Cross Linguistic Influences in Third Language Syntactic Processing
Thematic Section:
Modulators of cross-language influences in learning and processing
cross-language influence, transfer, immersion, morpho-syntax, lexicon
Nawras Abbas, University of Haifa, Haifa, Israel
Tamar Degani, University of Haifa, Haifa, Israel
Anat Prior, University of Haifa, Haifa, Israel
We investigated interaction among the languages of multilingual speakers, and the degree to which processing of one language relies on knowledge of other languages (i.e., cross-linguistic influence, CLI). Specifically, it is as yet unsettled in the literature whether L3 processing is modulated by CLI from the L1, the L2 or both. The current study investigated this issue in morpho-syntactic processing, and tested whether CLI is similar in online and offline measures. The study focused on syntactic processing of English as an L3 among Arabic-Hebrew-English university student trilinguals (n=44). Importantly, both L1 (Arabic) and L2 (Hebrew) of participants are typologically distant from L3 (English), which allows overcoming confounds of previous research. The performance of trilinguals was compared to that of native English monolingual controls (n=37). Participants read grammatical and ungrammatical sentences in English while their eye-movements were recorded. Sentences included morpho-syntactic structures in English which differed from L1, from L2 or from both L1 & L2. Participants also performed grammaticality judgements on each sentence (offline measure).
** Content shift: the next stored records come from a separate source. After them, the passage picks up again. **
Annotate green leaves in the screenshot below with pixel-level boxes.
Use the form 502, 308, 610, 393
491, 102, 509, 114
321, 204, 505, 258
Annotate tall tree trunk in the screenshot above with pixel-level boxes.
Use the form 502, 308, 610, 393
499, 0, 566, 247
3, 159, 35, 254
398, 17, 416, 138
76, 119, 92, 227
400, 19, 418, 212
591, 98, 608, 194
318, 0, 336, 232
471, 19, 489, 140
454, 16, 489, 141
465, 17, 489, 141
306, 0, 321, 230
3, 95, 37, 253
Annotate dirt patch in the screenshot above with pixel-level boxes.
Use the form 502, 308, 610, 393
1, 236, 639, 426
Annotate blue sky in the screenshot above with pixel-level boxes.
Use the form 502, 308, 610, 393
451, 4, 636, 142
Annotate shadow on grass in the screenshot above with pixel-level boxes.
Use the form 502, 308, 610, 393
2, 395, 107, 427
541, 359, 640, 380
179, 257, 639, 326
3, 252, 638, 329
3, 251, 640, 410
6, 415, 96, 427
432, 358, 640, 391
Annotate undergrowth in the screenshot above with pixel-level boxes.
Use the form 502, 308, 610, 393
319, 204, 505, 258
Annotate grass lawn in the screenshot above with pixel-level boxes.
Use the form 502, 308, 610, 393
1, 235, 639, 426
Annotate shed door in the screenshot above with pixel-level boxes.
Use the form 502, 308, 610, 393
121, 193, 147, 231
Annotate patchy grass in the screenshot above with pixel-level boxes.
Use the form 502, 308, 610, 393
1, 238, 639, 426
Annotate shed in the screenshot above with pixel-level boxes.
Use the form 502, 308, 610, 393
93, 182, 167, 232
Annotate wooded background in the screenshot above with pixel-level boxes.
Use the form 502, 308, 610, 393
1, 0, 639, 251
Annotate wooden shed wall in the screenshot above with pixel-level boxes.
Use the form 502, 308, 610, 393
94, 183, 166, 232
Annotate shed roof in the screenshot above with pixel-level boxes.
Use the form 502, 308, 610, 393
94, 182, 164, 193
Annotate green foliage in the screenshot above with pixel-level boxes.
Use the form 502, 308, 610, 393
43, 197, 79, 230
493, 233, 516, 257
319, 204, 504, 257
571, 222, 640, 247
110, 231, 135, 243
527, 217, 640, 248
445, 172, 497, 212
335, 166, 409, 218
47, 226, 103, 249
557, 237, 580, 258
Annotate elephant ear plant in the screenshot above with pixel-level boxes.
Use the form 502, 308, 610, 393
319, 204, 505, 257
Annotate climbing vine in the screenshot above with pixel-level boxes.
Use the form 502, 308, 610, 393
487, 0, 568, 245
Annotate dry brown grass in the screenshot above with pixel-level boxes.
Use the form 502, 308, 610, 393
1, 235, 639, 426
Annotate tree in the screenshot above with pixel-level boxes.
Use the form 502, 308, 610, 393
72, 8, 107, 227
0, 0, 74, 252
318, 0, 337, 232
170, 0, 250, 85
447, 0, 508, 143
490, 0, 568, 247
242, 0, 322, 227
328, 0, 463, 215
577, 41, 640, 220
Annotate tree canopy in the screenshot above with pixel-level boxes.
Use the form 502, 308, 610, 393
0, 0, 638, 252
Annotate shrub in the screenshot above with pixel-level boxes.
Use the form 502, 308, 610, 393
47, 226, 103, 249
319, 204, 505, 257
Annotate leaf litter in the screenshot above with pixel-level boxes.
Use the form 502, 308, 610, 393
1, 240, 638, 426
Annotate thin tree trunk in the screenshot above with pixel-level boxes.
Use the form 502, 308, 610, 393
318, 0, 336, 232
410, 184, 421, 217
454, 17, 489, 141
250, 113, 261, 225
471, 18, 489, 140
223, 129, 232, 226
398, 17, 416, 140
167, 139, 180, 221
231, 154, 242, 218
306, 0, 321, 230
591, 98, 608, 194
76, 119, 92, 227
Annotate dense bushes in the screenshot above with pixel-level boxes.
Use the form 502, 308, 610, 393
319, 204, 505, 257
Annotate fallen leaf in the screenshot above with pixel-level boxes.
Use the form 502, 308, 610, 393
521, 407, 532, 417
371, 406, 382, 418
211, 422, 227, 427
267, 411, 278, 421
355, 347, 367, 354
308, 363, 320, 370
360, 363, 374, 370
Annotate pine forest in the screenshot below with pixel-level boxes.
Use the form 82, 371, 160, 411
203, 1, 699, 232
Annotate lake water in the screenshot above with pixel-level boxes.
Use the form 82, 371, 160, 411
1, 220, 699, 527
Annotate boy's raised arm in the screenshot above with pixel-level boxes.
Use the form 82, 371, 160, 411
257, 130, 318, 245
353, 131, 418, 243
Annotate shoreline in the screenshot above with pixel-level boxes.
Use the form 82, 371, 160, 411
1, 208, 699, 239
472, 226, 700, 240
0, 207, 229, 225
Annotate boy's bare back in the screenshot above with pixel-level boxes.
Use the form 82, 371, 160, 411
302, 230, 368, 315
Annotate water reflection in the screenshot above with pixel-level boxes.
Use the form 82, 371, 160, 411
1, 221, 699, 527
Results demonstrate that interference in L3 processing can come from either the L1 or the L2, but the patterns of interference varied across measures. In the offline measures, we found significant interference effects from all three critical conditions, whereas online measures showed only interference from either the L1 or L2 individually, specifically in early-stage reading measures. These findings suggest that during L3 processing the multilingual language system is fully interactive, but also suggest that knowledge in L1 and L2 may not interact with L3 processing in the same way. Finally, divergence between online and offline measures suggests that online measures reflect mainly automatic activation, whereas offline judgements might also involve strategic and meta-linguistic decision making.